Despite all of the fancy events, I enjoy the old-time stuff. I have the most fun wandering through the agricultural exhibits, where you can look at the latest in farm equipment, feed, irrigation technology, tractors and trucks, household goods, and all of the practical stuff that farmers and ranchers like to look at when they come to the fair. This is how it all started, and these displays remain a key function of the fair.
More than anything, I like looking at the livestock: cattle, sheep, goats, pigs, chickens, turkeys, ducks and tilapia (yes, fish farming), along with displays of horses and ponies and other show animals.
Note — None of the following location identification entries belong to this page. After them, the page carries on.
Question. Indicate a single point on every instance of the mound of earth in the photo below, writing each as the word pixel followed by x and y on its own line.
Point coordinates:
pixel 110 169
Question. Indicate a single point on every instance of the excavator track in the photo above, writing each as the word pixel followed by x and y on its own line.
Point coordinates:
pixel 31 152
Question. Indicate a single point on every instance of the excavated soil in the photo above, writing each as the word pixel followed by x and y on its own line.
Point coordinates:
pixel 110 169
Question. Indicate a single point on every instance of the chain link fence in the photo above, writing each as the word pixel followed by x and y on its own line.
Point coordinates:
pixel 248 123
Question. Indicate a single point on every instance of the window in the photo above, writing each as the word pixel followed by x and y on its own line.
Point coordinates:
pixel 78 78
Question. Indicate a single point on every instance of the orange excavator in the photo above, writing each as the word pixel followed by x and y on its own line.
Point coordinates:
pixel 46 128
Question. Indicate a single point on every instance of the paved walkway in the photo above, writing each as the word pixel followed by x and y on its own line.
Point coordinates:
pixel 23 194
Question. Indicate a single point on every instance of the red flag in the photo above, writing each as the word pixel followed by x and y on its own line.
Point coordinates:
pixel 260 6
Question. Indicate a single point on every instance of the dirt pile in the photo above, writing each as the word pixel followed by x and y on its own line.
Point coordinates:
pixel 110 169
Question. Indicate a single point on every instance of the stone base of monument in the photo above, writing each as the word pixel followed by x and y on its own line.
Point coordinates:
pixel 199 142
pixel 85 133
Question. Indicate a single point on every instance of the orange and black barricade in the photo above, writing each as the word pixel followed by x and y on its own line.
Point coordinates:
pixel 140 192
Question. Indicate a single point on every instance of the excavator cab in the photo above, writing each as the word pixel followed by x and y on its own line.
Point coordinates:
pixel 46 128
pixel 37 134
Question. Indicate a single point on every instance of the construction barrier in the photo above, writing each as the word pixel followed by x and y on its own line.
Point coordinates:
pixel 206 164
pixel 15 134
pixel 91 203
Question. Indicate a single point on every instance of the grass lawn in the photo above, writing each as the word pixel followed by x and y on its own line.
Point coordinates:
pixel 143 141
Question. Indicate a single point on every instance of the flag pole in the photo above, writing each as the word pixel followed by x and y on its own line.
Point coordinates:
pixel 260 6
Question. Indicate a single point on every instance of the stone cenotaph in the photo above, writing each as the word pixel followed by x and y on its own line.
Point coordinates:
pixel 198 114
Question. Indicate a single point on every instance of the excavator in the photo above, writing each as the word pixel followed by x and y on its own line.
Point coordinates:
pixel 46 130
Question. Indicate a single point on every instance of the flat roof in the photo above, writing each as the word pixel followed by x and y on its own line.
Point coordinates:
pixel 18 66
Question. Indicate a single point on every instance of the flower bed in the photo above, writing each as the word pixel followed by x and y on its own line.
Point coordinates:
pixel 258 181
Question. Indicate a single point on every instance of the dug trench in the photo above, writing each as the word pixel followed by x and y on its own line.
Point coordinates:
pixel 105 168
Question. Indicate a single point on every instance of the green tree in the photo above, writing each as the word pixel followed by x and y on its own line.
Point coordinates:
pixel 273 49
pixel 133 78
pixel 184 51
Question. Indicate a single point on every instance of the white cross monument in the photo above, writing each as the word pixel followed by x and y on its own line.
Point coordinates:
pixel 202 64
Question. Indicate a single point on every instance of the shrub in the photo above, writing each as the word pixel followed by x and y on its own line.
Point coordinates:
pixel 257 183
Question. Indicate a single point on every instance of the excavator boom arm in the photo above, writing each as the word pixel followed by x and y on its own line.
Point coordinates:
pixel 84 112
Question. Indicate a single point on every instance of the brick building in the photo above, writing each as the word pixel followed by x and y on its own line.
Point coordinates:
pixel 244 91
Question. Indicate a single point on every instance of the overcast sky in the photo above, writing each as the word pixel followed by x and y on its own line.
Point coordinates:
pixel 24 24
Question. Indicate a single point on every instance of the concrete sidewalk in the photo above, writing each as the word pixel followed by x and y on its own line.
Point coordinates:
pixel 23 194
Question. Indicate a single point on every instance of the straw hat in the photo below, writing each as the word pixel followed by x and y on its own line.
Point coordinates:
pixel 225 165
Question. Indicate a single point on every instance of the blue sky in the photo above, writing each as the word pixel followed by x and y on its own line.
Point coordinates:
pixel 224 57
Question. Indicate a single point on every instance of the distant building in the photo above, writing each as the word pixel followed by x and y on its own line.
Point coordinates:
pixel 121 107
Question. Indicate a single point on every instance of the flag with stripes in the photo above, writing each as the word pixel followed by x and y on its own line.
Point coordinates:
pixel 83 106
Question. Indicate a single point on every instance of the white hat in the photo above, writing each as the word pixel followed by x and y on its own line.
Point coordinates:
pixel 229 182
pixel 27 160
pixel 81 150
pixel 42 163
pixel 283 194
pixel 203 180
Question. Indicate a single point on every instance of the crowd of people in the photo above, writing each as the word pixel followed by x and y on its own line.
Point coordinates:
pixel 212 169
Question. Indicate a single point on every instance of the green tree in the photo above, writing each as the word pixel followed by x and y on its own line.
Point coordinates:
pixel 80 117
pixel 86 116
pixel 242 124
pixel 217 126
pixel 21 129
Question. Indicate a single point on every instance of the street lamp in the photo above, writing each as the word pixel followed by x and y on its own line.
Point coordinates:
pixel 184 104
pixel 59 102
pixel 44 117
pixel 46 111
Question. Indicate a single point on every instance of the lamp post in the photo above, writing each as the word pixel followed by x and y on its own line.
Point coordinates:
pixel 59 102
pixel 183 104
The owners are usually around, and it is possible to ask questions, approach the animals, and maybe touch or help feed them if you want to.
There are a few displays of wild animals of Yucatàn. I'll end with this short video of ducks, because they are lovely, and I would like to have someone help me identify them. I am told they are indigenous to Yucatàn, but don't have a lot of other information.
This is just a quick overview of X'matkuil. There is lots more to see and do there. I went in the afternoon because I wanted to take pictures, and because I prefer to attend when the crowds are thin. On weekends, tens of thousands of people flock to the fair. Going out to X'matkuil is a good way to learn a lot about this region, and appreciate many of its unique qualities.